Silver sourit, mais sans se départir de son attention : dans sa grosse figure, son œil, réduit à une simple tête d’épingle, étincelait comme un éclat de verre.

— Ça ? répondit-il. Eh ! il me semble que ce devait être Alan.

À ces mots, l’infortuné Tom se redressa, héroïque :

— Alan ! Alors, que son âme repose en paix : c’était un vrai marin ! Quant à toi, John Silver, tu as été longtemps mon copain, mais tu ne l’es plus. Si je meurs comme un chien, je mourrai quand même dans mon devoir. Tu as fait tuer Alan, n’est-ce pas ? Tue-moi donc aussi, si tu en es capable, mais je te mets au défi.

Là-dessus, le brave garçon tourna le dos au coq et se dirigea vers le rivage. Mais il n’alla pas loin. Avec un hurlement, John saisit une branche d’un arbre, dégagea sa béquille de dessous son bras et la lança à toute volée, la pointe en avant. Ce singulier projectile atteignit Tom en plein milieu du dos, avec une violence foudroyante. Le malheureux leva les bras, poussa un cri étouffé et s’abattit.

Était-il blessé grièvement ou non ? Je crois bien, à en juger par le bruit, qu’il eut l’épine dorsale brisée du coup. Mais Silver ne lui donna pas le loisir de se relever. Agile comme un singe, même privé de sa béquille, le coq était déjà sur lui et par deux fois enfonçait son coutelas jusqu’au manche dans ce corps sans défense. De ma cachette, je l’entendis ahaner en frappant.

J’ignore ce qu’est un évanouissement véritable, mais je sais que pour une minute tout ce qui m’entourait se perdit à ma vue dans un brumeux tourbillon : Silver, les oiseaux et la montagne ondulaient en tous sens devant mes yeux, et un tintamarre confus de cloches et de voix lointaines m’emplissait les oreilles.
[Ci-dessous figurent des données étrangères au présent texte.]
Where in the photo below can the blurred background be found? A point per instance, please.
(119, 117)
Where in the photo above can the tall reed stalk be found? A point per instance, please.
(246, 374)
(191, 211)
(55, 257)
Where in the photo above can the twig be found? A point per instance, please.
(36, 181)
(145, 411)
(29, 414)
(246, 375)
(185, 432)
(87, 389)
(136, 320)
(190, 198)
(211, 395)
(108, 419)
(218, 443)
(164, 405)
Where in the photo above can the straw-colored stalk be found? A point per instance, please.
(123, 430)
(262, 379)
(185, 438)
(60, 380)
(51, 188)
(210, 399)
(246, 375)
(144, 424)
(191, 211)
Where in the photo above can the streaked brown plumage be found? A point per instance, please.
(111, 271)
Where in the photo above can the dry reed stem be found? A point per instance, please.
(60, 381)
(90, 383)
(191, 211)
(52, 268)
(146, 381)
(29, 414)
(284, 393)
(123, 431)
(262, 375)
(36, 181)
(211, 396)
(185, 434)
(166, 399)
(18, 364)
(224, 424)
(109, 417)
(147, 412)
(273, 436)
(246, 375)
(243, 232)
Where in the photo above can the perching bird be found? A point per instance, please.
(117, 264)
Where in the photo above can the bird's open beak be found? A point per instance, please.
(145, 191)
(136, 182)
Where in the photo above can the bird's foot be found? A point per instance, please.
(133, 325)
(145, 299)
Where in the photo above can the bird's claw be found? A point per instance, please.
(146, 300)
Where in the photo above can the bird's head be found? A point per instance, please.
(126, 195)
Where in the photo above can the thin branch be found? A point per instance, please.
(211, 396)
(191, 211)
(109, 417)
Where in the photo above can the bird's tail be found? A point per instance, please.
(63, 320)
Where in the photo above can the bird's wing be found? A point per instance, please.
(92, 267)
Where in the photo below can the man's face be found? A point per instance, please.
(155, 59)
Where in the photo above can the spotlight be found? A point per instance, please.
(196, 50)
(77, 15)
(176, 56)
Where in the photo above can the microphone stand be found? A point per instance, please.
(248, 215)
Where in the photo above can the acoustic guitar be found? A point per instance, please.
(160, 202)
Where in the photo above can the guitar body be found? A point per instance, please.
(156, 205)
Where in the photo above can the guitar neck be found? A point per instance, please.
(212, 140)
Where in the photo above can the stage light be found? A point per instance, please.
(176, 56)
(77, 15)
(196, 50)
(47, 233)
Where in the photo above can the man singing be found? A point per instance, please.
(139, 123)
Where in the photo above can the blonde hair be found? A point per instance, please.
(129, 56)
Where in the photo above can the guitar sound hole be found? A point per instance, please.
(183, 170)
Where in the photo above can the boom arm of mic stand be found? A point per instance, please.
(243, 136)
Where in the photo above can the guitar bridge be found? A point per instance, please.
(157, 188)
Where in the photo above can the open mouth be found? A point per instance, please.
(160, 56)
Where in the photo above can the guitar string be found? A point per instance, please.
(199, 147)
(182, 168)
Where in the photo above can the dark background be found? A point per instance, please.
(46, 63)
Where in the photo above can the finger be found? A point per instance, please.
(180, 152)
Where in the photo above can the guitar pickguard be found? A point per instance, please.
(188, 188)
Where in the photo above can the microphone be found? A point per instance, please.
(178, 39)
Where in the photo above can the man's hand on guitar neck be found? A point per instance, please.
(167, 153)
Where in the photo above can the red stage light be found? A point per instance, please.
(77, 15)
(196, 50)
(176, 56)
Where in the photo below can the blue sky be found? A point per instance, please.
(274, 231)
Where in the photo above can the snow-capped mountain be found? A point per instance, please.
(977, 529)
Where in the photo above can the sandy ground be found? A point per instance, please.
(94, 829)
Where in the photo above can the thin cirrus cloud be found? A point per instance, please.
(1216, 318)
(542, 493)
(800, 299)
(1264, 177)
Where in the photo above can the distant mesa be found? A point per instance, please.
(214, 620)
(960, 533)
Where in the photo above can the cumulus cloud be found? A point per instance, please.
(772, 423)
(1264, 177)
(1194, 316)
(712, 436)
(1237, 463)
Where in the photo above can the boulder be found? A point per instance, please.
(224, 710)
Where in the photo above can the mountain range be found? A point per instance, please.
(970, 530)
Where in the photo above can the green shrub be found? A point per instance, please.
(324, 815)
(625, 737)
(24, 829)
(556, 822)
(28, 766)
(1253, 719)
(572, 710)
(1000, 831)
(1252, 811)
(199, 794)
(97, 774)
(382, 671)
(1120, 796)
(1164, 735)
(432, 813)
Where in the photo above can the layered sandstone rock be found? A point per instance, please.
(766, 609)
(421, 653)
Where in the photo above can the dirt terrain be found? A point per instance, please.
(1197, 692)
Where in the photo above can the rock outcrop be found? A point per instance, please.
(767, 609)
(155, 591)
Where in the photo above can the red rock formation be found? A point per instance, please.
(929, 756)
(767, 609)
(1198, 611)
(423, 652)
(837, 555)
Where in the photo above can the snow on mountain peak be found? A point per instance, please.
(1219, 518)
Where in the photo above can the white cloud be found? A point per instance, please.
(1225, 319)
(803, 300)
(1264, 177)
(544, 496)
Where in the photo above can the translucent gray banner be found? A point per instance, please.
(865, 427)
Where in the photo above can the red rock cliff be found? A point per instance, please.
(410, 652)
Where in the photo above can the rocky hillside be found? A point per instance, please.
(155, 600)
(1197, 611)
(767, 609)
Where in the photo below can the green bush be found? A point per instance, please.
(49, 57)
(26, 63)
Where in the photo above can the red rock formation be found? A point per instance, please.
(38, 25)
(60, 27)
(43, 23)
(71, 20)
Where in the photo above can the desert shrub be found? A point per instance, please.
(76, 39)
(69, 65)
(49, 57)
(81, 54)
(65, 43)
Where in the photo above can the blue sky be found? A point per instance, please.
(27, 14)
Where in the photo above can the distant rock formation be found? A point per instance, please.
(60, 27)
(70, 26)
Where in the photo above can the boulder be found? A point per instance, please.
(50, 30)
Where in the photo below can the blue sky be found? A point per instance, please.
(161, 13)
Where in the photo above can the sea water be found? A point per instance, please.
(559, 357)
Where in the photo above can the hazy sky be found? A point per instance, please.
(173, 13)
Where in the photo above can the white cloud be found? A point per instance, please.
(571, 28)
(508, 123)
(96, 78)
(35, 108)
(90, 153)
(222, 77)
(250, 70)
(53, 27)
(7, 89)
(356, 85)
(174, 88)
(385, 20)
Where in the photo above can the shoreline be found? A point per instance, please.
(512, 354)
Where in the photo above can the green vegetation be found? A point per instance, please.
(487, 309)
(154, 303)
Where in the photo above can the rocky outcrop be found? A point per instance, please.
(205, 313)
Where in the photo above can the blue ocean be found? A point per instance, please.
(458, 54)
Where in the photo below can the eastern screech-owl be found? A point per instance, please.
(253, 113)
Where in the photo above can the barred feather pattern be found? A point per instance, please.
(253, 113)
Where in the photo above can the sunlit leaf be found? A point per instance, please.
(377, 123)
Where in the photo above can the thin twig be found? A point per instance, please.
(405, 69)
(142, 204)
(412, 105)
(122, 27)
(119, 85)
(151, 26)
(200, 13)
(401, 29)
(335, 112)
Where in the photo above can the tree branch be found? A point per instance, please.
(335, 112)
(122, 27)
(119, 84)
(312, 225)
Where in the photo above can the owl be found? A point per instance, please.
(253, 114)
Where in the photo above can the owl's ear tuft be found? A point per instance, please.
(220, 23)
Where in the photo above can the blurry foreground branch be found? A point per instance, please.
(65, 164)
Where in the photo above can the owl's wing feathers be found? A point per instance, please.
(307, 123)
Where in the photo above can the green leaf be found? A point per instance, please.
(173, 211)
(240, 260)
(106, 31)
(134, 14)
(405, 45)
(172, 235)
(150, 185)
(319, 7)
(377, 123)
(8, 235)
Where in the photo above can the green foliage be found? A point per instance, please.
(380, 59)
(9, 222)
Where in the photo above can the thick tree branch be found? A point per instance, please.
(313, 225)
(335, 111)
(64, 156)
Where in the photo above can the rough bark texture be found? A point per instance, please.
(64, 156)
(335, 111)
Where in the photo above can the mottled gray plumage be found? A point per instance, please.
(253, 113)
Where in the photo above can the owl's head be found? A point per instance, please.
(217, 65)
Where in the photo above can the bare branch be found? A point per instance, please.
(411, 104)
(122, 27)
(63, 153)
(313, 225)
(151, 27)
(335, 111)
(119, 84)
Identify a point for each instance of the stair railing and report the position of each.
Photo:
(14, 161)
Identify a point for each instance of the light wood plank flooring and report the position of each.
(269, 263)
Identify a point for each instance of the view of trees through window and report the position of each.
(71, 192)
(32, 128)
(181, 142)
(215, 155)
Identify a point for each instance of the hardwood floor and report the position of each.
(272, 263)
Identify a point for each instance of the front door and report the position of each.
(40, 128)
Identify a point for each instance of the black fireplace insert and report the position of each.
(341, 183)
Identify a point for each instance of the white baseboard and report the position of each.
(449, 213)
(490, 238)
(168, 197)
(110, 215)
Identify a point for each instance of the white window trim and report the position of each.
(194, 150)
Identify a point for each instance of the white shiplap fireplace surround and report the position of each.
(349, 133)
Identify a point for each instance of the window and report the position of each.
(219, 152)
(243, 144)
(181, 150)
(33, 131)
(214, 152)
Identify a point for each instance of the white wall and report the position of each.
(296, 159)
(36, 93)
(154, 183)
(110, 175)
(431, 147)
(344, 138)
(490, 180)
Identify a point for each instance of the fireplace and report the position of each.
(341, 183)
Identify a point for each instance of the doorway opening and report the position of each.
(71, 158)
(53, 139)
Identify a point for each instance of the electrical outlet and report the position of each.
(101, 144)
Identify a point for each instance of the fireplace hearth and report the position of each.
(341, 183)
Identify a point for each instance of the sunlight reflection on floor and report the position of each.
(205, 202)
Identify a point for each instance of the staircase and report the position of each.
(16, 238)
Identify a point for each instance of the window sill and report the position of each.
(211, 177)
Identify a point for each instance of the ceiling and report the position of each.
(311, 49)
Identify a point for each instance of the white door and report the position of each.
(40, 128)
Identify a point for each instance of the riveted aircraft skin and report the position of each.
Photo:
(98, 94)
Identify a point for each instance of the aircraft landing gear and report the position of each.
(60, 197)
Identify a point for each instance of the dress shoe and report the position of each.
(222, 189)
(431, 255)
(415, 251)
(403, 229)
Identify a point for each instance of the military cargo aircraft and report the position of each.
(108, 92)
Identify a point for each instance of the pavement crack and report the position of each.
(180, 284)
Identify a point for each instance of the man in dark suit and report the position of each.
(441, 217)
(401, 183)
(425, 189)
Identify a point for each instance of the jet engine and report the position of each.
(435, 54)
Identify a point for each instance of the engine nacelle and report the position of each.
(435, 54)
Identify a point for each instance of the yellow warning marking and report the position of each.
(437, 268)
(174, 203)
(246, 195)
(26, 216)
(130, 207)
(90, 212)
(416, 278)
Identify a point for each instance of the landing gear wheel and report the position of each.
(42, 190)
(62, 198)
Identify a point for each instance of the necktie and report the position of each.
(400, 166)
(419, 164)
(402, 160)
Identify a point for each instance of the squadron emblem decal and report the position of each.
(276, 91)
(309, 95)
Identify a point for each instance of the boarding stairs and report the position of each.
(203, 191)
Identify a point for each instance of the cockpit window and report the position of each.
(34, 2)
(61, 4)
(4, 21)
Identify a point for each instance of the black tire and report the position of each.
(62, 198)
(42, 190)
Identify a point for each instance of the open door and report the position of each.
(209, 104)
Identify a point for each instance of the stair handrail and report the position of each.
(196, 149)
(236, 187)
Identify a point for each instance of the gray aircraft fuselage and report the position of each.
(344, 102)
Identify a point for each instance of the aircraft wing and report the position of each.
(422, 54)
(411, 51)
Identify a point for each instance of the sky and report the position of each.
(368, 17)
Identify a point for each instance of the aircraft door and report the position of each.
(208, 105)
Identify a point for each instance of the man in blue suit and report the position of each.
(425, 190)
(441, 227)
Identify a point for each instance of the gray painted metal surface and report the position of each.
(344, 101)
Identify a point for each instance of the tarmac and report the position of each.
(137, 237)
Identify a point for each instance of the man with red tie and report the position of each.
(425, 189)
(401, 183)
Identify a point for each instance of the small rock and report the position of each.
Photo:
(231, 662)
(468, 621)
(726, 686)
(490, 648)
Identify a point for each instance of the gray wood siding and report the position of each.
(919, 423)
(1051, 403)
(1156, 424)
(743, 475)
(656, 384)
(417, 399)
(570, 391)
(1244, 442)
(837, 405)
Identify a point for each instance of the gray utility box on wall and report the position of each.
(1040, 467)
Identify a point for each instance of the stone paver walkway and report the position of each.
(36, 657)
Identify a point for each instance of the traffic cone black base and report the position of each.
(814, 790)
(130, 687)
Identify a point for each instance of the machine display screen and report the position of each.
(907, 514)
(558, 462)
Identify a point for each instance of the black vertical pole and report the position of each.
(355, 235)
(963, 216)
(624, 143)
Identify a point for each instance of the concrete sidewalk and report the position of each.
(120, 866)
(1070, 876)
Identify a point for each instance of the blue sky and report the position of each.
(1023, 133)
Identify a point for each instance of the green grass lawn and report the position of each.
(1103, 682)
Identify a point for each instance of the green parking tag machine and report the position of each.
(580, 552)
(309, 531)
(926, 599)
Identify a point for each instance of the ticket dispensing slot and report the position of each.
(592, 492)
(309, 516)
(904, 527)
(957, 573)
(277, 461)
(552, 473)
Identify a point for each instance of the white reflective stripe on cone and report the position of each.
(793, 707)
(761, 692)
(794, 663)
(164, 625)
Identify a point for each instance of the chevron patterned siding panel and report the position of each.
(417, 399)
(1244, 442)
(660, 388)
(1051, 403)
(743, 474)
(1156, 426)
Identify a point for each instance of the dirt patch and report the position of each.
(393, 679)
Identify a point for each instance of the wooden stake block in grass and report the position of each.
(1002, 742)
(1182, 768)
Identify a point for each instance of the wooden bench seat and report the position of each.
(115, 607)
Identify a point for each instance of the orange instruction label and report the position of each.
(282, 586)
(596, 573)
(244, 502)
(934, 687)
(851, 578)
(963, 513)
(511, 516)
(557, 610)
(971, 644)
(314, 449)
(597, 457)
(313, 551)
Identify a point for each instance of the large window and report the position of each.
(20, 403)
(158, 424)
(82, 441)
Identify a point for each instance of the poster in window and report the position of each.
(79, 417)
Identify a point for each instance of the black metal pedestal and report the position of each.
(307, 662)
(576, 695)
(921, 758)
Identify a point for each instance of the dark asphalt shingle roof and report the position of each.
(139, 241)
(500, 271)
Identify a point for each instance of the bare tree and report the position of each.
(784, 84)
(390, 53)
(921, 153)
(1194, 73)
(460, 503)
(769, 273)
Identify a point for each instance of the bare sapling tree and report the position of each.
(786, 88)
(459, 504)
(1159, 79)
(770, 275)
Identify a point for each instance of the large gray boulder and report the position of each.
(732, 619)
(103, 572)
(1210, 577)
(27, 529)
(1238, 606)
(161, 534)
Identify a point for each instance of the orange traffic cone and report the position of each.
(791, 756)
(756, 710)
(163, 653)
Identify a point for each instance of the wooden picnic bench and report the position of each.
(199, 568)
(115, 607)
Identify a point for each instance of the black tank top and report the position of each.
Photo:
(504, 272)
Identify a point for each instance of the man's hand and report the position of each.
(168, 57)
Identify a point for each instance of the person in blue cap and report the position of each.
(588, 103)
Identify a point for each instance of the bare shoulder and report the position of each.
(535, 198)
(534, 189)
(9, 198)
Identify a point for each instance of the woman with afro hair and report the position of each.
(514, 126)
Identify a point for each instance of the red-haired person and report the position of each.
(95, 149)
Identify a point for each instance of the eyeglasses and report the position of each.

Quand je revins à moi, l’infâme, béquille sous le bras, chapeau sur la tête, s’était ressaisi. À ses pieds, Tom gisait inerte sur le gazon ; mais le meurtrier n’en avait nul souci, et il essuyait à une touffe d’herbe son couteau sanglant. Rien d’autre n’avait changé, le même soleil implacable brillait toujours sur le marais vaporeux et sur les cimes de la montagne. J’avais peine à me persuader qu’un meurtre venait d’être commis là et une vie humaine cruellement tranchée un moment plus tôt, sous mes yeux.

John porta la main à sa poche, et y prit un sifflet dont il tira des modulations qui se propagèrent au loin dans l’air chaud. J’ignorais, bien entendu, la signification de ce signal ; mais il m’angoissa. On allait venir. On me découvrirait peut-être. Ils avaient déjà tué deux matelots fidèles : après Tom et Alan, ne serait-ce pas mon tour ?

À l’instant j’entrepris de me dégager, et rampai en arrière vers la partie moins touffue du bois, aussi vite et silencieusement que possible. J’entendais les appels qu’échangeaient le vieux flibustier et ses camarades, et la proximité du danger me donnait des ailes. Sitôt sorti du fourré, je courus comme je n’avais jamais couru. Peu m’importait la direction, pourvu que ma fuite m’éloignât des meurtriers. Et durant cette course la peur ne cessa de croître en moi jusqu’à m’affoler presque.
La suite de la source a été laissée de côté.